Repot in fresh compost and keep cool and dry inside until all danger of last frost has passed. In the case of dahlia tubers, remove all soil and store in cool, frost free, shed or outbuilding out of direct light.

Overwintering temperatures

Different categories of tender plants have different heat requirements when overwintering under cover.

Very tender plants

These plants need day temperatures of 15-20C plus some overnight heat.

Plants such as Brugmansia (angel’s trumpet), standard fuchsia, begonia, pelargonium, and gardenia fall into this category. These should be placed in a heated conservatory over winter, which will provide the required warmth and light.

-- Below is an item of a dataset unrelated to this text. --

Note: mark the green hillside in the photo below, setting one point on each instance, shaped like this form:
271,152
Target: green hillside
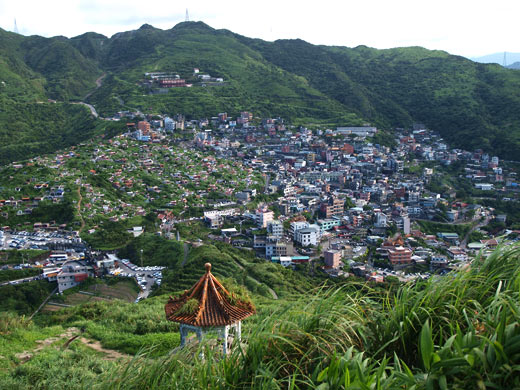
472,105
456,332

Orchids will have similar requirements during the winter months.


Tender Plants

This group of plants will survive happily in constant lower temperatures of around 10C.

Examples are Plectranthus, bougainvillea, citrus, Clivia and Stephanotis, all of which should only be watered sparingly.

Slightly tender plants

Many plants can survive without heat as long as they are protected from frost.

Tender Salvia and Echium fall within this category, as do many southern hemisphere plants such as Grevillea and bottlebrush.

They will do well if given minimum temperatures of between 5-7C which will also suit succulents such as Echeveria and agave. Similarly, bulbous plants such as tender Nerines and Freesia, provided they are kept unwatered as well as frost free.

Palms, tree ferns and bananas also need protection from frost and can survive if given these lower temperatures over winter.

Plants in pots


If you’re unsure if the plant growing in a pot outside is tender or not take a picture and ask your local garden centre or plant nursery to identify it. If it’s tender, ensure it’s brought into a frost-free, light environment such as a conservatory or greenhouse before first frosts.

Before you bring it in under cover check the soil in the pot to make sure it doesn’t have pests like vine weevil, because many pot grown plants can be affected. If you find the distinctive creamy white larvae, bag up and dispose of all the infected soil and thoroughly wash all remaining soil from the roots before potting into fresh soil and pot.

Check plants for pests regularly whilst they’re indoors under cover and treat accordingly. Most pests tend to congregate on the underside of leaves. Try to keep the temperature at a regular level and avoid placing plants in draughts and bright light.

Most tender plants tend to go into a state of semi-dormancy during the winter months and therefore need little or no water. However, be sure to check specifics for your plant(s).

Some plants require a humid environment like that found in bathrooms.

If you see leaf edges turning yellow or wilting and/or brown with shrivelled leaf tips, the chances are the plant needs more humidity rather than watering. Stand the pot on a tray of damp pebbles and/or mist foliage. If you have more than one plant, try grouping them together to increase humidity around the plants’ leaves.

So, prepare for the colder weather by moving plants indoors and giving them the protection they need. Tender plants and borderline hardy shrubs will appreciate the care and will bounce back next growing season.